A federal appeals court in Washington, DC ruled Thursday that the Biden administration could resume use of Title 42, a Trump-era public health provision that would allow authorities to expedite illegal immigrants crossing the border due to concerns for COVID-19. Pestilence.

The court granted a temporary restraining order after Biden officials appealed the decision of U.S. District Judge Emmett Sullivan, who decided that it was illegal to use the administration’s Title 42 to expel families. Sullivan had ordered the government to stop using Title 42 by the end of the month, though his verdict would not apply to individuals.
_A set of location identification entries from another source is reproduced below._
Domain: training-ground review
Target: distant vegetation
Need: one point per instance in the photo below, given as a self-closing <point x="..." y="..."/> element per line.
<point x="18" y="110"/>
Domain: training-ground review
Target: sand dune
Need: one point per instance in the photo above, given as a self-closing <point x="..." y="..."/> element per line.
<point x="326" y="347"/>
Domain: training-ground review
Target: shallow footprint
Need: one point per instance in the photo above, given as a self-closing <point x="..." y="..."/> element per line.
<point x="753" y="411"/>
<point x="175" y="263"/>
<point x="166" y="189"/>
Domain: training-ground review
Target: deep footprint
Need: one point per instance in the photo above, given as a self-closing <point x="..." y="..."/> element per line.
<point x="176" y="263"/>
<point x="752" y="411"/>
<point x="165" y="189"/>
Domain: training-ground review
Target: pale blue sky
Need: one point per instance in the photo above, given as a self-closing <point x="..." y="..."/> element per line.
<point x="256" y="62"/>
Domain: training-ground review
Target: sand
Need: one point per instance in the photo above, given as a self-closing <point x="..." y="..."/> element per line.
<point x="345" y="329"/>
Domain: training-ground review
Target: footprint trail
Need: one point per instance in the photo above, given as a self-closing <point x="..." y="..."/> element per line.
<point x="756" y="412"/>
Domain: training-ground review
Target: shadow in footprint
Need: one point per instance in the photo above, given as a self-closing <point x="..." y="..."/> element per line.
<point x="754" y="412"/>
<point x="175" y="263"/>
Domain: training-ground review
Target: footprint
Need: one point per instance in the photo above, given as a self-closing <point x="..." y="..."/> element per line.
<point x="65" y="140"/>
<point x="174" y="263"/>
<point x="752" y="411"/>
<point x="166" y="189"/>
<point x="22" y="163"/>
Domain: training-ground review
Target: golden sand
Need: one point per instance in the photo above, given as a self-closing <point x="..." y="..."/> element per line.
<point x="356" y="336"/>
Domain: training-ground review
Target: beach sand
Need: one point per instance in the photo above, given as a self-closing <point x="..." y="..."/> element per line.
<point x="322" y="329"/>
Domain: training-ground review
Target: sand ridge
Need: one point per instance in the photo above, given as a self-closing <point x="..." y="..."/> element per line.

The Court of Appeal ruling means that the Biden administration will be able to enforce Title 42 to expel immigrants. Federal officials have argued the move is necessary to prevent the spread of COVID-19 amid an unprecedented rise in border crossings, but immigration activists say it is unnecessary and harms families seeking asylum.

“If the Biden administration really wants to treat the asylum seekers humanely, it must now end this lawlessness policy and withdraw its appeal,” said ACLU lawyer Lee Gelent. “We will continue to fight to end this illegal policy.”

Earlier this month, the Biden administration cited Title 42 to expel thousands of Haitian refugees from their homes in Del Rio, Texas. The move has come under heavy criticism from immigration activists and some Democratic lawmakers.

Customs and Border Protection reported more than 200,000 migrant encounters in August on the southern border, an increase of 317% compared to the previous year. In total, 93,414 immigrants, or more than 44%, were expelled under the Title 42 provision.

Title 42 was first introduced in March 2020 under former President Donald Trump. Republican lawmakers, including Sen. Ted Cruz of Texas, have argued that the move should be perpetuated amid a rise in delta mutations and other COVID-19 cases.

LBL Bill Myers and the Associated Press contributed to this report.